Zenith Radio Corp., 475 U.S. 574, 587 (1986). II. Louisiana’s Merchant Liability Act In a diversity case such as this one, federal courts apply state substantive law. Moore v. State Farm Fire & Cas. Co., 556 F.3d 264, 269 (5th Cir. 2009); Erie R. Co. v. Tompkins, 304 U.S. 64, 78 (1938). Under Louisiana law, Dollar General’s potential liability for Thompson’s accident and injuries is governed by the Louisiana Merchant Liability Act. La. R.S. 9:2800.6. (the “Merchant Liability Act”). The Merchant Liability Act imposes a duty of care on a merchant to those lawfully on its premises, “to keep the premises free of any hazardous conditions which reasonably might give

rise to damage.” La. R.S. 9:2800.6(A). When a negligence claim is brought against a merchant based on injuries sustained in a fall caused by a condition on the merchant’s premises, a plaintiff must show that the defendant was negligent and that: 1) The condition presented an unreasonable risk of harm to the claimant and the risk of harm was reasonably foreseeable.
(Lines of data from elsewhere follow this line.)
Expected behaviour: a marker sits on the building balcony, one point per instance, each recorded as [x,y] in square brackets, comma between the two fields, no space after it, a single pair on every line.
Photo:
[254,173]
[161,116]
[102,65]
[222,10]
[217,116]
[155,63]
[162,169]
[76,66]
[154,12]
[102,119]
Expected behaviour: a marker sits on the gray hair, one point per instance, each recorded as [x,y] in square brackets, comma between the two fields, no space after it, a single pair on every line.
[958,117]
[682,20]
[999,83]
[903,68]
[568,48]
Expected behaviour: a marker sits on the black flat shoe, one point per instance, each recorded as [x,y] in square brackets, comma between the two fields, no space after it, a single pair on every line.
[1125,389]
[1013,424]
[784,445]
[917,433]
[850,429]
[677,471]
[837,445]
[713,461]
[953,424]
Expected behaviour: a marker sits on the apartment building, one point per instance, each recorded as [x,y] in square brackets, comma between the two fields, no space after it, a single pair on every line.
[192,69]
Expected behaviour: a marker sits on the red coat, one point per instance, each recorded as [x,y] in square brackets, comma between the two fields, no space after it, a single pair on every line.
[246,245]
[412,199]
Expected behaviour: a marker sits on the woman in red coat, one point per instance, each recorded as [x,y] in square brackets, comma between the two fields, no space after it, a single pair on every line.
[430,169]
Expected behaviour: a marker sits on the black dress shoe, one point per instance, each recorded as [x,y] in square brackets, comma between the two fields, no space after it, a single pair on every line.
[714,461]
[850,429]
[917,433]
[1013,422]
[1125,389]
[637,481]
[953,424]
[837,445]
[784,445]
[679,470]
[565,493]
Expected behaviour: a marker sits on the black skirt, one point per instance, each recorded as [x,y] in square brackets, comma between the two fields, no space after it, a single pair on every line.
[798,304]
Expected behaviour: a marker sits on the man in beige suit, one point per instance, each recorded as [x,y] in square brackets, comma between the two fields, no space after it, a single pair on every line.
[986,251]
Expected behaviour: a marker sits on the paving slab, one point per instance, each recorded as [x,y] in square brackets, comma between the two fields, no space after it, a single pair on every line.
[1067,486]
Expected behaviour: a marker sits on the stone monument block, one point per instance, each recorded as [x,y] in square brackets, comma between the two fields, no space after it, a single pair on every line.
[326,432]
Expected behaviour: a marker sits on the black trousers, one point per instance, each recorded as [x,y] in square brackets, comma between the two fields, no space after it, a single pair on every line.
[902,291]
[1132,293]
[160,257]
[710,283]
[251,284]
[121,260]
2) The merchant either created or had actual or constructive notice of the condition which caused the damage, prior to the occurrence.

3) The merchant failed to exercise reasonable care. La. R.S. 9:2800.6(B). Importantly, a plaintiff must prove each of these elements by competent evidence. “The burden of proof does not shift to the defendant at any point and failure to prove any one of these elements negates a plaintiff’s cause of action.” Melancon v. Popeye’s Famous Fried Chicken, 10-1109, p. 3 (La. App. 3d Cir. 3/16/11), 59 So. 3d 513, 515 (citing White v. Wal-Mart Stores, Inc., 97-0393 (La. 9/9/97), 669 So. 2d 1081); Ferrant v. Lowe’s Home Centers, Inc., 494 Fed. Appx. 458, 460 (5th Cir. 2012). Dollar General’s Motion posits that Plaintiff cannot meet the factual showing required by the Merchant Liability Act – specifically, that Plaintiff has no evidence that Dollar General “either created or had actual or constructive notice of the harm” which caused Thompson to fall. [Doc. 39-1]. For the following reasons, the Court agrees. A. Plaintiff Has No Evidence that Defendant Created the Condition In his opposition to the Motion, Thompson contends that there is a genuine dispute of material fact as to whether Dollar General created the hazard by leaving

the stool in the aisle. [Doc. 45 p. 5]. Dollar General counters that because the stool may have been placed in the aisle by a customer, Plaintiff cannot establish that Dollar General created the condition. [Doc. 51 pp. 6-7].